Description of the Related Art

[0002] Conventionally, as an antenna device capable of a wide bandwidth characteristic of a bandwidth, an antenna device based on a CRLH (composite right- and left-hand) structure has been suggested (see a Non-Patent Literature 1).

[0003] An antenna device based on the CRLH structure has a structure shown in Fig. 3, for example. Figs. 3A and 3B show a conventional antenna device based on the CRLH structure, Fig. 3A showing a plan view of the antenna device, and Fig. 3B showing a bottom view thereof. Fig. 4 is a graph showing a relationship between return loss and frequency in the antenna device shown in Figs. 3A and 3B.

[0004] An antenna device 101 shown in Figs. 3A and 3B is provided with grounding patterns 103 on front and back sides of a board 102. A top patch 104 is provided on the front side of the board 102, and this top patch 104 is connected to the grounding pattern 103 on the back side via a through-hole 106 and a line 105. Further, a feeding point 107 insulated from the grounding pattern 103 is provided on the front side of the board 102, and a conductive pad 108 extends from this feeding point 107. The conductive pad 108 extends from the feeding point 107 to be capacitively coupled with the top patch 104 leaving a predetermined gap therefrom.
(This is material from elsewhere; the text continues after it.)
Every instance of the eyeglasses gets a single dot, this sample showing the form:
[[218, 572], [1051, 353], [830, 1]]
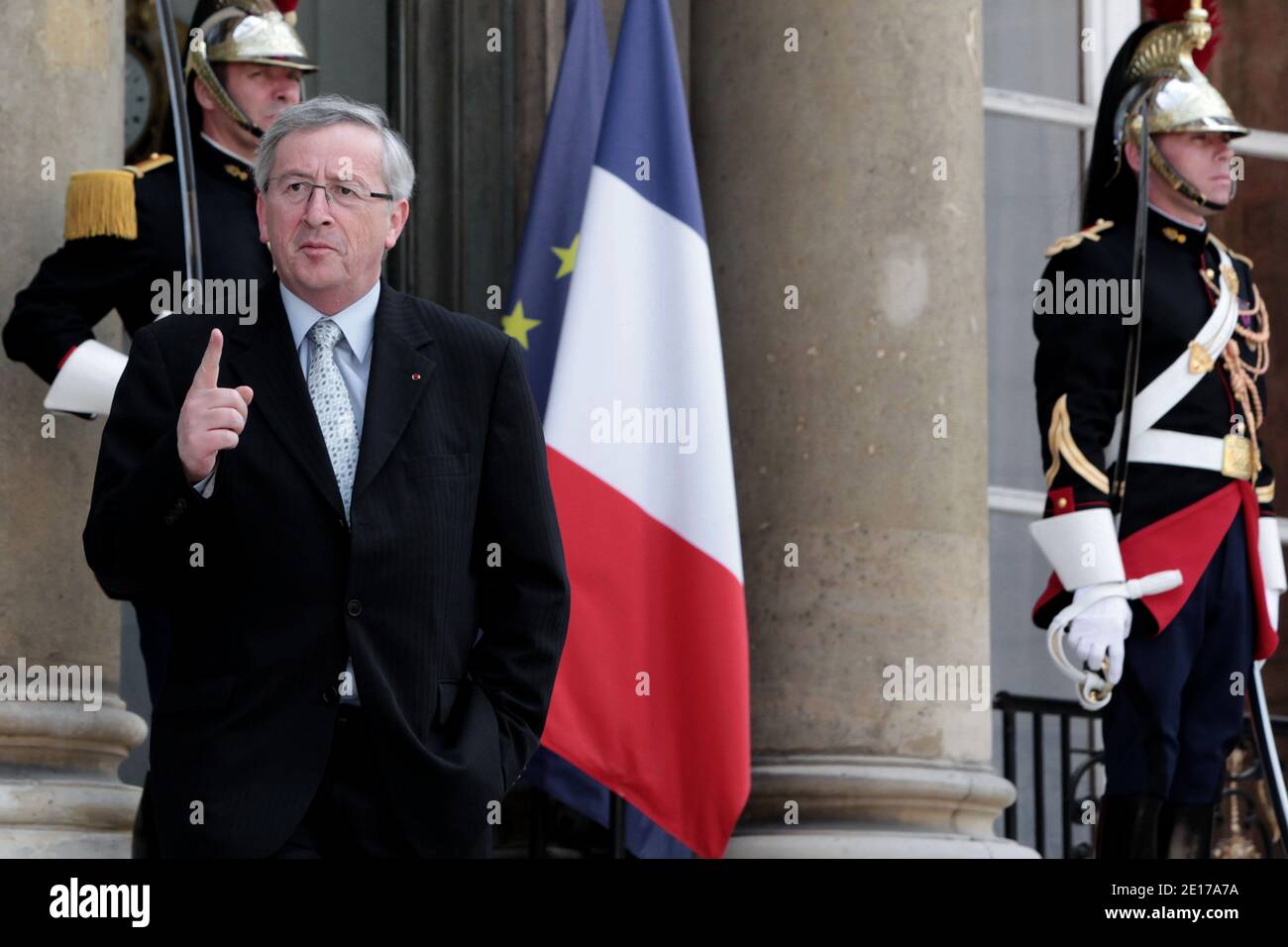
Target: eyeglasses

The shape of the top patch 104, the gap distance between the conductive pad 108 and the top patch 104 in capacitive coupling, and the length of the line 105 determine a resonant frequency and a bandwidth on a low frequency side (a side denoted by a reference sign A in Fig. 4) of a first-order mode.

[0005] On the other hand, on the front side of the board 102, a meander line 109 extends from the middle of the conductive pad 108 in a direction opposite to the top patch 104. The meander line 109 is formed by folding back an elongated conductive pad many times. This shape of the meander line 109 determines a resonant frequency and a bandwidth on a high frequency side of a first-order mode (the side denoted by a reference sign B in Fig. 4) and those of third-order to fifth-order modes (the third-order mode is denoted by a reference sign C in Fig. 4).

[0006] By capacitively-coupling resonance on the low frequency side of the first-order mode and resonance on the high frequency side of the first-order mode, a wider bandwidth characteristic of a bandwidth can be obtained than in the case of using only resonance on the low frequency side.

[0007] Non-Patent Literature 1: "Small Antennas Based on CRLH Structures", IEEE Antennas and Propagation Magazine, Vol. 53, No. 2, April 2011.

[0008] However, this antenna device 101 shown in Figs. 3A and 3B has the following problems.

[0009] That is, adjustment of the resonant frequency on the high frequency side of the first-order mode is performed by changing the length, width, and pitch of the meander line 109, but such a problem is involved that the adjustment is complicated and difficult. Similarly, adjustment of the resonant frequency on the low frequency side of the first-order mode is performed by changing the lengths and shapes of the top patch 104 and the line 105, but the adjustment is also complicated and difficult.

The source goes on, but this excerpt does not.